Having index on such tables is completely depends on distribution of data, i,e : if entries having status enabled is 90% and other is 10%. and for query where status="disabled" it scans only 10% of the table.
so having index on such columns depends on distribution of data.
#a'r answer is correct, however it needs to be pointed out that the usefulness of an index is given not only by its cardinality but also by the distribution of data and the queries run on the database.
In OP's case, with 150M records having status='enabled' and 150M having status='disabled', the index is unnecessary and a waste of resource.
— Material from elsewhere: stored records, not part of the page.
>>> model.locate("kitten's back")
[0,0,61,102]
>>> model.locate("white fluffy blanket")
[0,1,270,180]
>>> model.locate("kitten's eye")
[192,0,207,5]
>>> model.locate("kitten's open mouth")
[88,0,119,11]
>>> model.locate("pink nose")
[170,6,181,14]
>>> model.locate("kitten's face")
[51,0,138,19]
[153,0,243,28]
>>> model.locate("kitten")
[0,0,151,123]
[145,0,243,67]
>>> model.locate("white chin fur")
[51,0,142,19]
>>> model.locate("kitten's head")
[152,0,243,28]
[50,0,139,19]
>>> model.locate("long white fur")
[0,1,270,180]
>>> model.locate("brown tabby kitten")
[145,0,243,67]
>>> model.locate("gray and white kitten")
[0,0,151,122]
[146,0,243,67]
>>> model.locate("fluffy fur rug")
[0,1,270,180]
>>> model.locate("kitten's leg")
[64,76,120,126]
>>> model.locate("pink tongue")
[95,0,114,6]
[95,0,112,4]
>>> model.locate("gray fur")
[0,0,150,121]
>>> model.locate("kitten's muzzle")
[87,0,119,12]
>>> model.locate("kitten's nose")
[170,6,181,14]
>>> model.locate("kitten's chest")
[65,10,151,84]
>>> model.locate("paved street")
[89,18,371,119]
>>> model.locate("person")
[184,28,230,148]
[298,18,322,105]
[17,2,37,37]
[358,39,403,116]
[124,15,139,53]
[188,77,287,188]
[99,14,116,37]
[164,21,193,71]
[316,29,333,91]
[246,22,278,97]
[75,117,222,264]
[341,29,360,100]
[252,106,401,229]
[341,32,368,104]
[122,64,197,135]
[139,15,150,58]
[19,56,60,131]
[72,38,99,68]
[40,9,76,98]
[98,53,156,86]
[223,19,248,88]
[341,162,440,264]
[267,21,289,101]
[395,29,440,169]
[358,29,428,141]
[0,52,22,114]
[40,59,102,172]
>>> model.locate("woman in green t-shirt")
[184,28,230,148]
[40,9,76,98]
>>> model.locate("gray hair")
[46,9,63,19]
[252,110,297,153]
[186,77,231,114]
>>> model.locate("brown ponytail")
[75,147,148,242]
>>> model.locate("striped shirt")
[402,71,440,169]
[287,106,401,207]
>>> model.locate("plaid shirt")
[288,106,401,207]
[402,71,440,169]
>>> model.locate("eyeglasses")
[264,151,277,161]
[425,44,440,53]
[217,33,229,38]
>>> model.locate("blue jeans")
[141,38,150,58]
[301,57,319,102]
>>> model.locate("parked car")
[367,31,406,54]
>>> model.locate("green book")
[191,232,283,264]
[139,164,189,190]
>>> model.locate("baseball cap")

In case of 299M records having status='enabled' and 1M having status='disabled', the index is useful (and will be used) in queries of type SELECT ... where status='disabled'.
Queries of type SELECT ... where status='enabled' will still run with a full table scan.
You will hardly need all 150 mln records at once, so I guess "status" will always be used in conjunction with other columns. Perhaps it'd make more sense to use a compound index like (status, fullname)
Jan, you should definitely index that column. I'm not sure of the context of the quote, but everything you said above is correct. Without an index on that column, you are most certainly doing a table scan on 300M rows, which is about the worst you can do for that data.
Jan, as asked, where your query involves simply "where status=enabled" without some other limiting factor, an index on that column apparently won't help (glad to SO community showed me what's up). If however, there is a limiting factor, such as "limit 10" an index may help. Also, remember that indexes are also used in group by and order by optimizations. If you are doing "select count(*),status from table group by status", an index would be helpful.
You should also consider converting status to a tinyint where 0 would represent disabled and 1 would be enabled. You're wasting tons of space storing that string vs. a tinyint which only requires 1 byte per row!
I have a similar column in my MySQL database. Approximately 4 million rows, with the distribution of 90% 1 and 10% 0.
I've just discovered today that my queries (where column = 1) actually run significantly faster WITHOUT the index.
Foolishly I deleted the index. I say foolishly, because I now suspect the queries (where column = 0) may have still benefited from it. So, instead I should explicitly tell MySQL to ignore the index when I'm searching for 1, and to use it when I'm searching for 0. Maybe.